Weiblicher Blick im Ladendesign, Internet of Things als Shoppinglösung, Fast Lane per App.

von Andre Schreiber am 06.März 2017 in Kurzmeldungen

– AUSGEWÄHLT –

Weiblicher Blick: Wie sieht es aus, wenn Frauen einen Laden für Frauen gestalten? Gibt es so etwas, wie den weiblichen Blick im Handel? Ganz offensichtlich, wie Einblicke in „Sport Chek Woman“ zeigen. Einladend, hell und mit jeder Menge Personalisierung ausgestattet.
chainstoreage.com

Internet of Things als Shopping-Lösung: Entwicklungen wie der Dash-Button oder auch Amazon Echo inspirieren immer mehr Unternehmen zu rein technischen Shopping-Lösungen, die ohne Bildschirm auskommen. Eine seltsame Blüte ist etwa der „Pie Top“, ein Turnschuh mit dem Nutzer bei Pizza Hut bestellen können. Deutlich ernsthafter dürfte die Kooperation zwischen T-Systems und Wirecard sein, die an Technologie für den POS arbeiten wird. Darunter automatische Kundenerkennung und Bezahlvorgänge.
presseportal.de

Kassenschlangen sind ein Ärgernis für den Kunden und derzeit ein wichtiges Thema bei großen Händlern. Schließlich soll der Kunde keinesfalls von einem positiven Einkaufserlebnis abgehalten werden. Walmart geht das Thema jetzt in Kombination mit seiner App an. Damit können die Kunden wichtige Infos für die Abholung von Waren und das Bezahlen vorab hinterlegen. So ist dann die Benutzung einer „Fast Lane“ möglich.
gazette.com

Ratenkauf direkt am Terminal im Laden. Üblicherweise werden die Kunden, die sich für einen Finanzkauf interessieren, erst an einen weiteren Counter gebeten, wo eine Menge Formulare auszufüllen sind. Das Unternehmen CardProcess bietet für die VR pay Terminals ab sofort eine Lösung an, die als Finanzpartner easyCredit einbindet.
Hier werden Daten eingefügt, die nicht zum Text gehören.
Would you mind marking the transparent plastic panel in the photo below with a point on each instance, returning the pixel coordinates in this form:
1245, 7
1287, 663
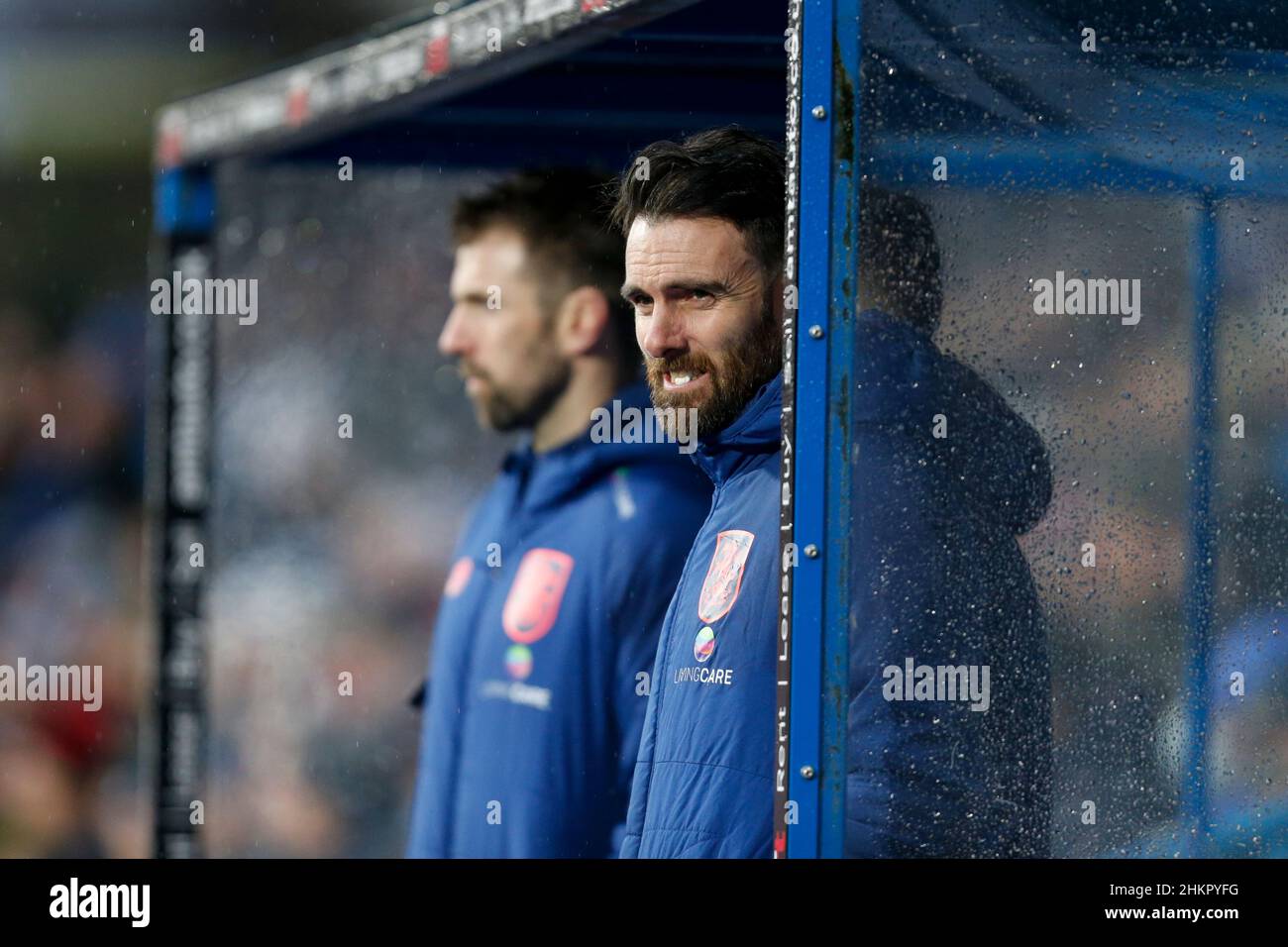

Kundendaten werden per App erfasst. Die Zusage erhält er als QR-Code, der am Terminal ausgelesen wird.
presseportal.de

Digitalisierung ist gerade für große Ketten von großer Bedeutung, um auch in Zukunft zu bestehen. Einen Blick in die Pläne des US-Riesen Target bietet die Analyse von Retaildive. 7 Mrd. Dollar will man in den kommenden Jahren investieren.
retaildive.com

– MITGEZÄHLT –

4,2 Millionen Dollar soll Telefonica für das Startup Statiq bezahlen wollen. Gerüchten zufolge gehen die Verhandlungen einer Übernahme in die entscheidende Phase. Das Start-up wertet Geo-Daten aus unterschiedlichen Quellen aus und aggregiert diese zu Kundenprofilen.
businessinsider.de 

– DA WAR NOCH WAS –

„Wer anderen folgt, kann niemals vorne sein.“

Jochen Schweizer, Gründer des bekannten Unternehmens, das seinen Namen trägt, gibt in der Internetworld ein umfassendes Interview. Faszinierende Einsichten einer Unternehmerpersönlichkeit. Und die Quintessenz sollte Manager im Handel inspirieren.